Re: HELP!!! The WAL Archive is taking up all space - Mailing list pgsql-general

From John R Pierce
Subject Re: HELP!!! The WAL Archive is taking up all space
Date
Msg-id 5668CD8E.1040500@hogranch.com
Whole thread Raw
In response to Re: HELP!!! The WAL Archive is taking up all space  (FattahRozzaq <ssoorruu@gmail.com>)
List pgsql-general
On 12/9/2015 4:27 PM, FattahRozzaq wrote:
> I really don't know why I should keep the wal archives.
> I implement streaming replication into 1 server (standby server).
> I'm really newbie to PostgreSQL but the boss pushed me to handle it
> and implement it in production f*&%*$%%$#%$#&# (forgive me)
> They don't hire a database expert, I don't know why.


primary use for wal archives is to implement a point-in-time-recovery
(PITR) backup system.   It is effectively a continuous backup of your
databases, that can be restored to an arbitrary point-in-time.

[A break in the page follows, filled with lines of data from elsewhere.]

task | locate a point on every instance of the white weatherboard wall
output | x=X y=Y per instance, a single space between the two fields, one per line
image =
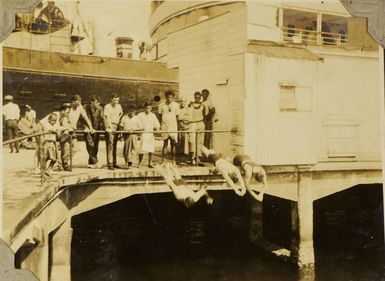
x=262 y=22
x=348 y=100
x=276 y=137
x=209 y=54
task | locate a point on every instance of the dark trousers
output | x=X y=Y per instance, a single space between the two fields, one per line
x=12 y=132
x=65 y=151
x=92 y=144
x=208 y=140
x=111 y=143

typically, every so often (maybe once a week?) you would create a base
backup.    I personally would keep the last 2 basebackups, plus all wal
archives since the start of the older of those two.    both the WAL
archives and base backups should be stored on a separate storage
system,, NOT either the master or standby database servers, typically
via NFS.

one usecase for this basebackup+wal archive is fast recovery in case of
master failure...   if your master fails, you need to promote the
standby to master, then you'll want to bring up a new standby server,
this can be done by using the most recent base backup and then playing
back all wal archives to it til it catches up, and then it can stream
from the recently promoted master which was the standby and you have
your high availability redundancy back.

another use case, and perhaps more critical one..   say someone does
something nasty to your databases, like drops the wrong table, or
clobbers a bunch of financial data.   this will quickly replicate to the
standby, rendering it equally useless for recovery.   With PITR, you can
restore that most recent basebackup, then play back the WAL archive up
just to before the transaction that clobbered your critical data.  you
would need to do this on both the master and slave, resuming replication
in the correct sequence.

about the only use case for wal archives without a base backup is
speeding up the resuming of a standby server that got behind, perhaps
due to being shutdown for hardware or OS maintenance, or whatever.   if
you don't have a wal archive, the standby server has to request all the
xlog's since it last streamed from the master, while with a wal archive,
it can fetch as many as it can from the wal archive THEN catch up with
the master.  This lowers the workload on the master.